After introductions, Pluto is more than happy to invite Dionysus to dinner. When the meal is concluded, Dionysus re-enters talking with George Bernard Shaw, who describes his disgust at the happy, peaceful, inconsequential afterlife he finds himself in. He'd much rather be in a place of substance, even if he has to deal with fools. Their walk brings them to a grove filled with Dionysians, who are listening to William Shakespeare. Shaw is disgusted, but Dionysus is intrigued, and requests a monologue. After Shaw has cut in several times, Dionysus is struck with the idea of a contest between the two, with the winner to ascend with him back to Earth.

Quickly, the books are brought forth, and Dionysus explains the rules: he will say a concept or theme, and the two playwrights are to quote from their works on the subject. Shaw at first wins points for his pointed satire, but after a few subjects, it is clear that his acid prose and pechant for picking the nastiest pieces on a subject are losing him friends, while Shakespeare's choice of thoughtful words meaningful to the human condition makes Dionysus think he's backing the wrong candidate. Since the god wants Shaw to win, he calls for a break and suggests that Shaw use a real knockout--Joan of Arc's famous speech from 'St. Joan.' When he calls "life and death", Shaw reaches for the text, and delivers the speech terrifically, but leaves Shakespeare the rebuttal. Shakespeare delivers two monologues and the song 'Fear No More' from Cymbeline, winning the contest. Pluto, who was more than happy to get rid of Shaw, is a little more hesitant about letting Dionysus take Shakespeare, and Will is a bit leery of leaving. But an impassioned speech from Dionysus convinces them both, and with Pluto's blessing, Charon rows them back across the river.

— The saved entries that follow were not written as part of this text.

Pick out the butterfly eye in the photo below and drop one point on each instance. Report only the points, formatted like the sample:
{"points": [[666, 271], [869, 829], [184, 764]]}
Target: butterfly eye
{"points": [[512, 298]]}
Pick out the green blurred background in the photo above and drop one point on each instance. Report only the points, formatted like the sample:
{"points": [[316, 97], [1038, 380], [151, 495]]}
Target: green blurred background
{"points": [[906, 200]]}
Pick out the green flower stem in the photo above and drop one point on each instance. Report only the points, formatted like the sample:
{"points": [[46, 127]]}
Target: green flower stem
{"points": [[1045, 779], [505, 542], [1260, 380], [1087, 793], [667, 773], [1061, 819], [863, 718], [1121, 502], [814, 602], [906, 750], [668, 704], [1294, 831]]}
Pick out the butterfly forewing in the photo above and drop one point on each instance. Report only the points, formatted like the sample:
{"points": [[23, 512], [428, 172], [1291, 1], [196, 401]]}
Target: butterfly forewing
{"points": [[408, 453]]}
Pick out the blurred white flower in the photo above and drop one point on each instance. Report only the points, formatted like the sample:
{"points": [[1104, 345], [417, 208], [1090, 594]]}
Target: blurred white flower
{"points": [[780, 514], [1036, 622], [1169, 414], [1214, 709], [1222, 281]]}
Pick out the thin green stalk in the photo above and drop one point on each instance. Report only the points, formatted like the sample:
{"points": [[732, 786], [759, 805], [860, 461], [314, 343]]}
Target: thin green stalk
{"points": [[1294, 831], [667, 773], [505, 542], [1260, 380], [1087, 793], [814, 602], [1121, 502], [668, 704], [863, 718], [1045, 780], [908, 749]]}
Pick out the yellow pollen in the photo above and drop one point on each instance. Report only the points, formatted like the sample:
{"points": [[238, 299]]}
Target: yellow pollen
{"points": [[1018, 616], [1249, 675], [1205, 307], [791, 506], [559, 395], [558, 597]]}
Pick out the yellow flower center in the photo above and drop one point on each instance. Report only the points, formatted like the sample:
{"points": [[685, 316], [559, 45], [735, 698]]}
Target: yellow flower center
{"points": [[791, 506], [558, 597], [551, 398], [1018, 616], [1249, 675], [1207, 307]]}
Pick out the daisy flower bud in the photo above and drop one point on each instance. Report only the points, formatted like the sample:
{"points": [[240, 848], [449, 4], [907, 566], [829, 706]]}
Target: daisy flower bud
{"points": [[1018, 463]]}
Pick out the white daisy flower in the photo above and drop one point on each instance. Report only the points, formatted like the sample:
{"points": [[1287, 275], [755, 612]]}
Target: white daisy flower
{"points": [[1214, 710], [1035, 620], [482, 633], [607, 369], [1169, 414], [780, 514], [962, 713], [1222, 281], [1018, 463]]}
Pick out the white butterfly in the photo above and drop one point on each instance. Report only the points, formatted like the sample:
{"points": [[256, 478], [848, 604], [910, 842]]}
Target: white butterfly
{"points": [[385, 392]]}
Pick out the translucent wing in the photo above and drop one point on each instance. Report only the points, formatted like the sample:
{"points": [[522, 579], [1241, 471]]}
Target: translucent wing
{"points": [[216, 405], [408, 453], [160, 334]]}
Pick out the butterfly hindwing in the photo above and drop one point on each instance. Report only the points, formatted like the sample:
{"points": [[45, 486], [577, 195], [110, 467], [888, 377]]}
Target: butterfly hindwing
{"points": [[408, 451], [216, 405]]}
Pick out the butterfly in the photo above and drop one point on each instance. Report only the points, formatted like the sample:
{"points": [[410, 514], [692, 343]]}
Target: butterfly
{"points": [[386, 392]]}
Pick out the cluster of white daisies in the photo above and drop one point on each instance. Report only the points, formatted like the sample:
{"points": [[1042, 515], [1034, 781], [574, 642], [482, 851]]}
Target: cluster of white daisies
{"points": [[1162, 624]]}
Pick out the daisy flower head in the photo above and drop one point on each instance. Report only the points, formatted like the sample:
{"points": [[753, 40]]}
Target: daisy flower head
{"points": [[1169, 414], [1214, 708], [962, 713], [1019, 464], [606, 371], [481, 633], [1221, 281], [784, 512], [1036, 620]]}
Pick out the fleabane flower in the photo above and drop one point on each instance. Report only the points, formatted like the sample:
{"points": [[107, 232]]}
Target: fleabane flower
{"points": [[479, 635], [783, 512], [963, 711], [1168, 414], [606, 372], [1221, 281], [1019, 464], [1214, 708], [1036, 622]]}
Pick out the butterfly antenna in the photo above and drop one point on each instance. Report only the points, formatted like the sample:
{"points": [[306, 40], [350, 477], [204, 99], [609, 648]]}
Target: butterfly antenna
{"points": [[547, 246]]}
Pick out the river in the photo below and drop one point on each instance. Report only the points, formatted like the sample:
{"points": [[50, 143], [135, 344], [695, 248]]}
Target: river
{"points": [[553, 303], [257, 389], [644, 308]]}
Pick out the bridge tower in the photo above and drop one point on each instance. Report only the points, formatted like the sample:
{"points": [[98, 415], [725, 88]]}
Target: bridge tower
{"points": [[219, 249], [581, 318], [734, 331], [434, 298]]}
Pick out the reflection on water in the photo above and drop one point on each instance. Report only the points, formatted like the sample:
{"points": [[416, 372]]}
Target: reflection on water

The play touches on several themes relevant to the modern playgoing audience, but the strongest conflict in the final stages is that between social commentary and social acceptance. Sondheim's final conclusion is that poetry is necessary for the message to get across, that Shakespeare's lyricism is more conductive to making people listen and take action than a direct attack on their values.

Several of the songs from the musical made their way, in whole or in part, into other Sondheim productions; there are recurrent themes in the "Invocation to the Gods and Instructions to the Audience" and the opening number "Comedy Tonight" from "A Funny Thing Happened on the Way to the Forum," and the "Instructions" was updated and put into "Putting it Together."


Songs from the show:

  1. Prologos: Invocation to the Gods and Instructions to the Audience
  2. Parados: The Frogs
  3. Hymnos: Dionysos
  4. Parabasis: It's Only a Play
  5. Paen: Evoe for the Dead
  6. Exodus: The Sound of Poets
  7. Fear No More
  8. Travel Music

On a personal note, this noder would like to mention that when she performed this musical at Reed College in 2003, from an original score, the song "Evoe for the Dead" was not included.